A mixing device according to the invention and a conventional mixing device are to be compared, each of the devices having a diameter of about 50 cm and containing the same number of tubes. In the conventional device, a single partition is provided which separates the upstream housing part 80 from the outlet 3. The gas entering through the second inlet port 160 flows through the outlet 3 through the annular spaces surrounding the tubes.

In the device according to the invention, two perforated plates are provided, the holes of which are evenly distributed and have a diameter of about 12 mm. The perforated plates are at a distance of 12 cm arranged from each other.

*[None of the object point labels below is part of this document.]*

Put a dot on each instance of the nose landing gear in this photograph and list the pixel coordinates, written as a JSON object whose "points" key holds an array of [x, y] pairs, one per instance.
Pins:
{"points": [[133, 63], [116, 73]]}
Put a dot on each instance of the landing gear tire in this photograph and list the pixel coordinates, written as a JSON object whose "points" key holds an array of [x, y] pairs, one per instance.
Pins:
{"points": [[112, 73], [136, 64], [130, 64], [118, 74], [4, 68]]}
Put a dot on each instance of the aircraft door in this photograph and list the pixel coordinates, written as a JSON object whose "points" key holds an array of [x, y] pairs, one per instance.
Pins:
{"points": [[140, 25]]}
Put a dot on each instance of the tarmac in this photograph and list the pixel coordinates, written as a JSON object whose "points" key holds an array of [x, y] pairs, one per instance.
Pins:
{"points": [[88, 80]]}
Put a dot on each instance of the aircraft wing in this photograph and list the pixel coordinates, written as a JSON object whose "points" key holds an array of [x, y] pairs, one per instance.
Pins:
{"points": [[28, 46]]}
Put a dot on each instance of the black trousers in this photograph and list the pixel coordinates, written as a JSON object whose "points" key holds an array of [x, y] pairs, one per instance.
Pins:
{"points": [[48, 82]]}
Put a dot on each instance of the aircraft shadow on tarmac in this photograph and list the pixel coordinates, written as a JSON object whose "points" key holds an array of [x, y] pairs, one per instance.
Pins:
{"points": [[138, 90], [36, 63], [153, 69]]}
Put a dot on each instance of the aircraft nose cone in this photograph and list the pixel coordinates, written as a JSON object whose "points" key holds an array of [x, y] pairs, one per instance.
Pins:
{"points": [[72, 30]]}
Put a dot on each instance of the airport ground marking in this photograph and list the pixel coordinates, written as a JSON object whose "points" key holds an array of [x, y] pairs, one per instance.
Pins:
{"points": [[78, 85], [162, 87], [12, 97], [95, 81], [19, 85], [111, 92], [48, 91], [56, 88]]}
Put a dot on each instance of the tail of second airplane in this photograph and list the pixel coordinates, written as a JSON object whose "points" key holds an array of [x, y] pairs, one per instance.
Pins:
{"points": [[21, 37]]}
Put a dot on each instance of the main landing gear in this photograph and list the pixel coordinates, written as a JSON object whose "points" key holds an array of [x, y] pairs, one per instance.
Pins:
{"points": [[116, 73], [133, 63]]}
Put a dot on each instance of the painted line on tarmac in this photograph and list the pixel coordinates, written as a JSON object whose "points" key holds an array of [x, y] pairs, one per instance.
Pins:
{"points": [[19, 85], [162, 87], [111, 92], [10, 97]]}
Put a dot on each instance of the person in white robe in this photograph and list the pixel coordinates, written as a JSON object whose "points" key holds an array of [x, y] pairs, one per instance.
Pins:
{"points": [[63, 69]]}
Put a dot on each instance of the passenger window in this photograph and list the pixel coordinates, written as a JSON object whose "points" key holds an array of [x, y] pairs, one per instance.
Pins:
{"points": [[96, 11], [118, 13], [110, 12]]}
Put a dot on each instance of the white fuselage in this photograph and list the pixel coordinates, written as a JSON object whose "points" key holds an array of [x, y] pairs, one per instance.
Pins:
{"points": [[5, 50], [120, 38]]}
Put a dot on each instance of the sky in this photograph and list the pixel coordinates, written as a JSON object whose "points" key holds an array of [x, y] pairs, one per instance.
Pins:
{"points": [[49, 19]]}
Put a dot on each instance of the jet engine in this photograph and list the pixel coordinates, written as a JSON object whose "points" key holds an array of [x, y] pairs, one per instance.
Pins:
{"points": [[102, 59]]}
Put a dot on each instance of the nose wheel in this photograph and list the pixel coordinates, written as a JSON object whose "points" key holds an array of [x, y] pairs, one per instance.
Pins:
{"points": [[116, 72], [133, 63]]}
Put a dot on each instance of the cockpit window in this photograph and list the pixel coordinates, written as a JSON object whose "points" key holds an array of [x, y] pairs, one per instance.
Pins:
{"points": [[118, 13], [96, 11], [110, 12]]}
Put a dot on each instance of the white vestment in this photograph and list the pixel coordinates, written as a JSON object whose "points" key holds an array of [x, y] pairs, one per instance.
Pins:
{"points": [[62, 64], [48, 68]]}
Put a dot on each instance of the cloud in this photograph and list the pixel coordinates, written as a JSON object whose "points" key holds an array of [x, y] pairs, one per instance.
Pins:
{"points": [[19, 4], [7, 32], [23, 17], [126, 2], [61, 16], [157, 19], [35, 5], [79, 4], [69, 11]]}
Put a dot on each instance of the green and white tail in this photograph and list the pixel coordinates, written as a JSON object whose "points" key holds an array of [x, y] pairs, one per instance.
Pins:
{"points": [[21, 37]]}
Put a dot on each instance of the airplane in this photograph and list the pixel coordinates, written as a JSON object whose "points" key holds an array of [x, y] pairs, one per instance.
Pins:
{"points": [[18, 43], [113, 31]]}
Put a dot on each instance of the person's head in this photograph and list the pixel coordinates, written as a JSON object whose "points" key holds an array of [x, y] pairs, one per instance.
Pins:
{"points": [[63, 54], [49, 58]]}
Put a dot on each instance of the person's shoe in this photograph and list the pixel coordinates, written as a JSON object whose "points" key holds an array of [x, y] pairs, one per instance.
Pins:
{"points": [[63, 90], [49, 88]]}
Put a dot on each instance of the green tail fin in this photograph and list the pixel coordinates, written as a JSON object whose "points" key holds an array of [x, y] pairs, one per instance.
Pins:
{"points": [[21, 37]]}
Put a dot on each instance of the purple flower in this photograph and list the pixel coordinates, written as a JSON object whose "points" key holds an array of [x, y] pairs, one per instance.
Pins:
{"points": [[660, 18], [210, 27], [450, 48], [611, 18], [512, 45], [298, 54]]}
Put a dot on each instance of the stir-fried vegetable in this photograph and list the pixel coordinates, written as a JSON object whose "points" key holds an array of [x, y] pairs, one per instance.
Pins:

In order to avoid the occurrence of explosive compositions in the chamber in the conventional device, it was necessary. Add 1900 nmVh of nitrogen. All other things being equal, the device according to the invention ^{required only 600 nm 3} / h of nitrogen. Depending on the throughput, it has been found that in the mixing device according to the invention only V ₃ to V _{2 of} the

The amount of inert gas to be added to the conventional device to avoid detonation mixtures in the chamber 45 is required.

Example 2

With the aid of a pitot tube, the velocity profiles 5 cm downstream from the mouths of the tubes in the downstream housing part 120 of the devices described in Example 1 are examined. at

equal gas flow rates through each of the devices results in a theoretical gas velocity of about 70 m / s. In the mixing device according to the invention, the measured speed is in one range between 63 and 76 m / s. The speed profile in the conventional device is essential more irregular, the speed fluctuates between 38 and 107 m / s.

1 sheet of drawings

Claims (7)

Patent claims: 1. Device for the intimate mixing of two gas streams with a housing, with a first Inlet in the region of one end of the housing for the first gas stream, with a second inlet for the second gas stream, which is arranged downstream of the first inlet on the side of the housing, with a Partition between the two inlets, with an outlet in the area of the other end of the housing for the gas mixture, with at least one perforated plate between the second inlet and the outlet is arranged and holes of a substantially uniform diameter for the Has passage of the second gas stream, the holes in a uniform distribution over the Perforated plate are arranged, and with several tubes for the passage of the first gas stream, which penetrate the partition and the perforated plate, the tubes being held by the partition and protrude beyond the perforated plate furthest downstream, characterized in that that the tubes (90) are also held by the perforated plate (140), that the entire cross-section each hole in the perforated plate is available for the passage of the second gas stream (2) stands, and that the tubes by at least ten times the diameter of a hole over the the perforated plate furthest downstream protrude. 2. Device according to claim 1, characterized in that that the cross-sectional areas of the individual holes are each 54% of the cross-sectional area of a Do not exceed the pipe (90). 3. Apparatus according to claim 2, characterized in that the total area of the holes in the or in the perforated plates (140) is at least 57% of the total area of the associated perforated plate. 4. Device according to one of the preceding claims, characterized in that the tubes (90) protrude by about twenty times a hole diameter over the last perforated plate (140). 5. Device according to one of the preceding claims, characterized by two perforated plates (140). 6. Apparatus according to claim 5, characterized in that the distance between the two Perforated plates (140) is at least ten times a hole diameter. 7. Device according to one of the preceding claims, characterized by an between the inlet (10) for the first gas stream and the partition wall (60) arranged with a plurality of evenly distributed openings provided intermediate plate (40).